El verano ya ha llegado a Tres en la Prórroga. Afuera aprieta el calor mediterráneo y dentro de la cafetería el ventilador trabaja casi tan duro como los tertulianos. Alejandro Vidal, Ricard Cabot y Emilio Pérez de Rozas se reúnen alrededor de la mesa con el ritmo pausado que impone junio, entre bromas, camisas ligeras y conversaciones que empiezan en Mallorca y terminan recorriendo medio mundo. Pero entre el zumbido constante del ventilador y el ambiente relajado de la temporada estival apareció una idea capaz de ordenar toda la tertulia. Una expresión sencilla, casi cotidiana, pronunciada por Pérez de Rozas y que explica muchas más cosas de las que parece: economía barata.
Porque una cosa es cuadrar números y otra muy distinta convertir la venta en una filosofía de vida. El caso de Vedat Muriqi es paradigmático. Llegó desde Italia con apenas dos goles en la maleta y se marcha convertido en una de las grandes figuras de la historia reciente del Mallorca.
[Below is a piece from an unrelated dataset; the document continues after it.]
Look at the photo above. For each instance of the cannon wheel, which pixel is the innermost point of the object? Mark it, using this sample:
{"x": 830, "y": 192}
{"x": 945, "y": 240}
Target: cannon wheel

Llegó como lacayo y se va como emperador. Llegó entre dudas y se despide con 58 goles, siendo referencia absoluta de un equipo que durante años encontró en él mucho más que un delantero.
Y sin embargo, la sensación es que el club pensó antes en vender que en convencer. Nadie discute que el fútbol es un negocio. Tampoco que hay ofertas imposibles de rechazar. Lo que se cuestiona es si realmente existió la voluntad de pelear por su continuidad. Si hubo un plan para retenerlo. Si alguien se sentó a imaginar un proyecto en Segunda con Muriqi como bandera.
Porque cuando el primer pensamiento es vender, cuando la prioridad es ingresar antes que competir, aparece esa definición tan certera de Pérez de Rozas: economía barata.
Mientras tanto, el kosovar pone rumbo a Turquía. Al Fenerbahçe, uno de los gigantes históricos del fútbol europeo. En Kadıköy, uno de los rincones más emblemáticos de Estambul, celebrarán sus goles. Allí, entre el amarillo y el azul de las gradas, aterriza un futbolista que se marcha del Mallorca por la puerta grande.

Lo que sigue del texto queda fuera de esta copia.